2018年の税制改正により、事業承継税制が非常に注目されています。
この制度の詳細は、他の先生の記事や分厚い書籍にお任せしつつ、ザックリ解説します。
1. 事業承継税制ってどんなの?
・ 会社を経営していた先代から後継者に、
・ その会社の株が贈与や相続でわたった時、
・ 一定の要件を満たすと、相続税や贈与税が猶予または免除される。
・ 猶予等される割合は、原則約53%、特例を採用すると100%
というものです。
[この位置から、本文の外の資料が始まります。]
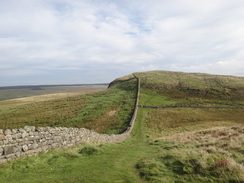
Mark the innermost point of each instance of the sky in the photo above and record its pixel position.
(96, 41)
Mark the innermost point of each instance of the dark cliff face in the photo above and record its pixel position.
(121, 79)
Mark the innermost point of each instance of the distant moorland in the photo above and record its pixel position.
(201, 141)
(11, 92)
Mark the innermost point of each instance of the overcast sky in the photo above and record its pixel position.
(96, 41)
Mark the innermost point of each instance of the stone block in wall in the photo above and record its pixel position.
(3, 160)
(33, 146)
(8, 150)
(7, 132)
(30, 128)
(8, 137)
(1, 151)
(2, 137)
(17, 149)
(10, 156)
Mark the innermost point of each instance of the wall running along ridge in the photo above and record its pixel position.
(31, 140)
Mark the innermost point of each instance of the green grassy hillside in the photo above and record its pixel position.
(13, 92)
(168, 145)
(171, 88)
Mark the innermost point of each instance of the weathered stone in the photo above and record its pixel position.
(7, 132)
(8, 150)
(8, 137)
(30, 128)
(3, 160)
(31, 138)
(24, 134)
(1, 151)
(14, 131)
(21, 130)
(33, 146)
(24, 148)
(2, 137)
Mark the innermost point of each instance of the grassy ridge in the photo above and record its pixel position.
(167, 145)
(107, 111)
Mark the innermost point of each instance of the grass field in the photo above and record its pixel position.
(107, 111)
(179, 145)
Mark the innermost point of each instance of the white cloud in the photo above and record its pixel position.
(189, 35)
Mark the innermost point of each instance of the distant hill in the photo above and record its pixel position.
(11, 92)
(182, 85)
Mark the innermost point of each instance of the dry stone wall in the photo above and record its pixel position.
(31, 140)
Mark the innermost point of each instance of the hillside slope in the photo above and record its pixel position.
(167, 145)
(193, 88)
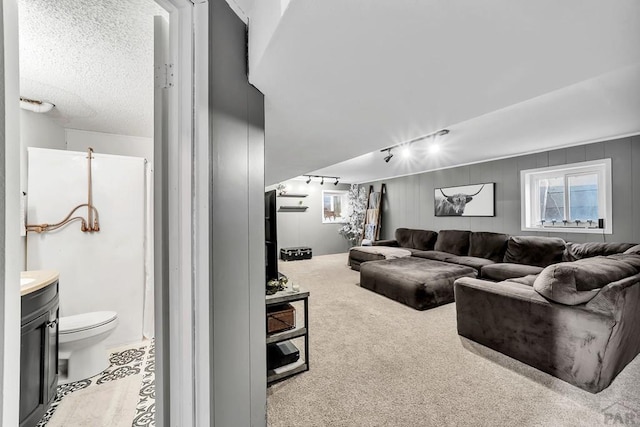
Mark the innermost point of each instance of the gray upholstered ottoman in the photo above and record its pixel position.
(417, 282)
(360, 254)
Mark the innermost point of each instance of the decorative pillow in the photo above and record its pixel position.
(634, 250)
(455, 242)
(403, 236)
(483, 244)
(577, 282)
(576, 251)
(534, 250)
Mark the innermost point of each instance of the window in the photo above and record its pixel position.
(567, 198)
(335, 206)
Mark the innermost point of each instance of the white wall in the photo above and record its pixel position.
(101, 270)
(10, 253)
(109, 143)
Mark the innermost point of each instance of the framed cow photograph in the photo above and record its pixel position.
(465, 200)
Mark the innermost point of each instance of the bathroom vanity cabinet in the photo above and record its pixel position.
(38, 351)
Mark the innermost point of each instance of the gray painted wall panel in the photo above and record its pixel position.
(594, 151)
(625, 154)
(635, 185)
(237, 227)
(621, 167)
(557, 157)
(576, 154)
(306, 228)
(257, 309)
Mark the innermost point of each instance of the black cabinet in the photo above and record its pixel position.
(38, 353)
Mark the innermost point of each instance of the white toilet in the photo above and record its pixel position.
(81, 351)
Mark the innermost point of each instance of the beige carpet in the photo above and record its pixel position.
(375, 362)
(112, 404)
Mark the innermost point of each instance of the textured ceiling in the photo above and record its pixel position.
(342, 79)
(93, 60)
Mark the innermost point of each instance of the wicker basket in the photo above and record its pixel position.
(280, 318)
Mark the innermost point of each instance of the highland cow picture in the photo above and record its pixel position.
(466, 200)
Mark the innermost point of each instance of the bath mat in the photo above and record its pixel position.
(112, 404)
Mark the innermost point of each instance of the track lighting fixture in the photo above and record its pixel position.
(407, 144)
(389, 156)
(35, 105)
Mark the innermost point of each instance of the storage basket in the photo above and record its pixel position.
(280, 318)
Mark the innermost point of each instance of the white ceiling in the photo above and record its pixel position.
(345, 78)
(93, 60)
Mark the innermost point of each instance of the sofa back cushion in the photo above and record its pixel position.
(534, 250)
(455, 242)
(634, 250)
(579, 281)
(576, 251)
(492, 246)
(416, 239)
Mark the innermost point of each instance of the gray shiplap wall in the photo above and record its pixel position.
(306, 228)
(409, 201)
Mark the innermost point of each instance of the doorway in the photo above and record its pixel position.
(180, 15)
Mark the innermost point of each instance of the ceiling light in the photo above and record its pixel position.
(406, 150)
(389, 155)
(35, 105)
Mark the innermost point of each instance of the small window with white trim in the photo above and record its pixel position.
(574, 198)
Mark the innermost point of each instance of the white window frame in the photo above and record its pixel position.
(343, 194)
(530, 203)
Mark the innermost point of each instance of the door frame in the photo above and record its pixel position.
(183, 381)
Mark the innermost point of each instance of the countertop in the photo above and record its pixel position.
(40, 279)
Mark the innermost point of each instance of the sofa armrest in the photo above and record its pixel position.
(388, 242)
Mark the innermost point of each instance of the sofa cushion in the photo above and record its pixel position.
(634, 250)
(526, 280)
(455, 242)
(470, 261)
(534, 250)
(576, 251)
(503, 271)
(424, 240)
(417, 239)
(488, 245)
(633, 260)
(577, 282)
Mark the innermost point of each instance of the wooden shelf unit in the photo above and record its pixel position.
(282, 297)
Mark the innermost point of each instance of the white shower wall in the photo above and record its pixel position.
(102, 270)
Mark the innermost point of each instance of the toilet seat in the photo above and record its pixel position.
(85, 321)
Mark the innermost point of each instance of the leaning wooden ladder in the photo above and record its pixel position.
(373, 214)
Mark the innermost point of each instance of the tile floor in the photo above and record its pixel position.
(123, 363)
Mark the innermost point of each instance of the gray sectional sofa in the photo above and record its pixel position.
(569, 309)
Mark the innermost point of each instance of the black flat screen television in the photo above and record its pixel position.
(271, 234)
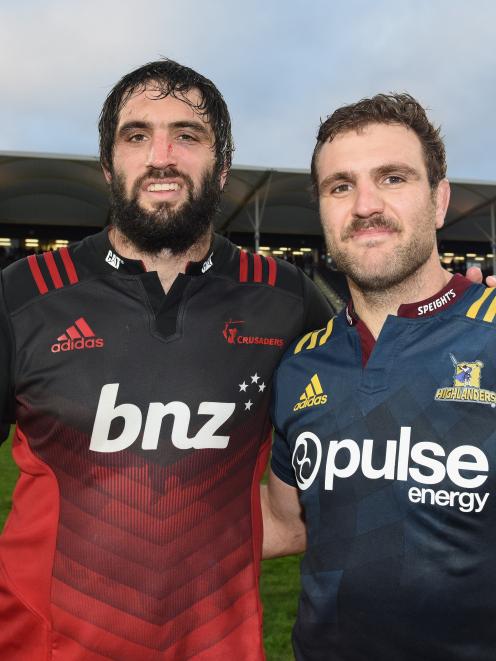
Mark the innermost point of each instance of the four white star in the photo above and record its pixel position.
(244, 386)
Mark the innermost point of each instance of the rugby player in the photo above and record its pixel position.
(384, 460)
(137, 365)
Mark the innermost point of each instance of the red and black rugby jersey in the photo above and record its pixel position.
(142, 432)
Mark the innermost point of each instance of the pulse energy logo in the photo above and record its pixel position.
(426, 463)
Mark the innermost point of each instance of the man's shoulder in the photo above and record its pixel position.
(251, 268)
(36, 275)
(314, 344)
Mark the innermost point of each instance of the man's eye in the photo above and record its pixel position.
(341, 188)
(187, 137)
(394, 179)
(137, 137)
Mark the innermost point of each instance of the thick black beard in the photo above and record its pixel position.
(165, 228)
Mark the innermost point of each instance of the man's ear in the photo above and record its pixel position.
(442, 201)
(223, 176)
(107, 174)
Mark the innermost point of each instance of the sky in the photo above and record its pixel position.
(281, 65)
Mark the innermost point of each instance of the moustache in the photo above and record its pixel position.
(165, 173)
(377, 221)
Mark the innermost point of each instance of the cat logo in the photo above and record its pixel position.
(466, 384)
(313, 395)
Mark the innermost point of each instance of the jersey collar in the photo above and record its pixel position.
(108, 260)
(426, 308)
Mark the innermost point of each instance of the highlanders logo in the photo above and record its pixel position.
(466, 385)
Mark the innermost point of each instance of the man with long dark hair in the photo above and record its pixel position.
(142, 423)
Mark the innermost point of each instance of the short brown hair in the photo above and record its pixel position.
(400, 109)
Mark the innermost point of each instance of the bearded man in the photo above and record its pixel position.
(384, 460)
(141, 429)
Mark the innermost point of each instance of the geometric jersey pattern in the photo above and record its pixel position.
(135, 531)
(398, 489)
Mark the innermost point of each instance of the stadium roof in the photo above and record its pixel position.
(51, 189)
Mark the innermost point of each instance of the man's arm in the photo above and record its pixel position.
(284, 527)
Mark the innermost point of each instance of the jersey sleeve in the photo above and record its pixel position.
(281, 460)
(317, 310)
(6, 381)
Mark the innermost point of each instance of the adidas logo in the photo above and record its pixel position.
(77, 336)
(313, 395)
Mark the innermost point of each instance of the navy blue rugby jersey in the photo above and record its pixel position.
(142, 431)
(392, 446)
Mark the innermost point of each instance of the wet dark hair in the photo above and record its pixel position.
(400, 109)
(175, 80)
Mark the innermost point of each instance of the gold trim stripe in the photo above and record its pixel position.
(302, 342)
(328, 332)
(475, 307)
(316, 384)
(491, 311)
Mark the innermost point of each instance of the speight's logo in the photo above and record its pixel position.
(466, 385)
(232, 334)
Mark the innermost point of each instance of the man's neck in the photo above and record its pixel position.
(374, 307)
(166, 264)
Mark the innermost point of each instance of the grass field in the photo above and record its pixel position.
(279, 583)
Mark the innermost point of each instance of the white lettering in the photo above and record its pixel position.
(107, 412)
(454, 465)
(465, 501)
(437, 469)
(425, 462)
(331, 469)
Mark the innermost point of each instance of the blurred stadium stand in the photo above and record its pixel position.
(48, 200)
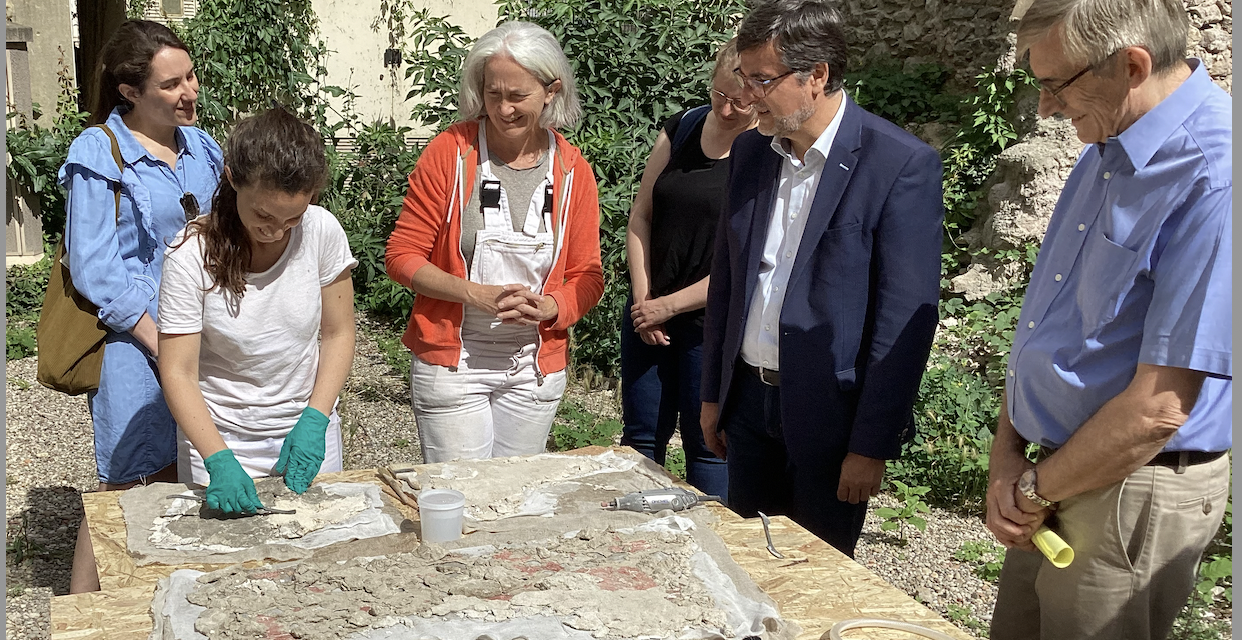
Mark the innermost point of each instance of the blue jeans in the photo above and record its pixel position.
(660, 385)
(764, 477)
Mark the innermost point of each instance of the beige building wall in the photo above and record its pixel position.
(357, 36)
(52, 42)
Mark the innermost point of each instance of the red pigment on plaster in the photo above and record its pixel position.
(630, 547)
(620, 578)
(272, 630)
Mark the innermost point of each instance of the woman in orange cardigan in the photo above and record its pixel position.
(499, 239)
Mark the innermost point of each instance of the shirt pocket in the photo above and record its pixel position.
(1106, 272)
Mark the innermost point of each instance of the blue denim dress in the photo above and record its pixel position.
(117, 266)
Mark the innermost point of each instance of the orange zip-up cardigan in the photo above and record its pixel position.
(429, 233)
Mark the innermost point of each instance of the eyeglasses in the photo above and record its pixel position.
(734, 102)
(1056, 91)
(190, 205)
(759, 86)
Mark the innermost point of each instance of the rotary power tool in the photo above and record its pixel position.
(652, 500)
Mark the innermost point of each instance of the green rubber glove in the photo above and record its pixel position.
(230, 489)
(303, 450)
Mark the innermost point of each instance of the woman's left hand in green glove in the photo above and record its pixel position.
(303, 450)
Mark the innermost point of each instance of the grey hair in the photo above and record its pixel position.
(804, 31)
(1092, 30)
(727, 60)
(537, 51)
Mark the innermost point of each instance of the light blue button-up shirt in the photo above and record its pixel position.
(1135, 267)
(117, 264)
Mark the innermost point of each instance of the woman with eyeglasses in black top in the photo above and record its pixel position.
(670, 244)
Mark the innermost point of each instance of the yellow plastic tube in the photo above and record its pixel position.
(1053, 548)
特に2018年の税制改正で、猶予等の割合を100%にすることが可能となった(一定の要件はありますが)ことにより、この制度に興味を持たれる法人も多くなっています。
2. 猶予の打切りに注意!
ただ、この制度を適用した後に、一定の事由が生ずると、納期限の確定、分かりやすく言うと、猶予が打ち切られ、その税額を利子税とともに納付しなければならなくなるのです。
打切り事由は、資本金の減少や解散、会社の売却など、数多くありますが、最もコワイのは、「猶予を受けた後の手続きを忘れてしまうこと」です。
3. 猶予後の手続き失念はヤバイ・・・
この制度を利用して税額の猶予を受けた場合には、
最初の5年間は毎年
その後は3年ごとに
届出書を税務署(最初の5年は都道府県も)に提出しなければならないのです。
繰り返しますが、これを忘れた場合には、猶予が打ち切られ、納税しなければならなくなります。結構コワイと思います。
したがって、この制度を使う場合には、下記を覚悟しなければなりません。
・ 猶予後の手続き(届出書提出)を絶対に忘れないこと
・ 猶予を受け続ける限り、半永久的に3年ごとの手続きをしなければならないこと
適用を検討する場合には、くれぐれも慎重に です。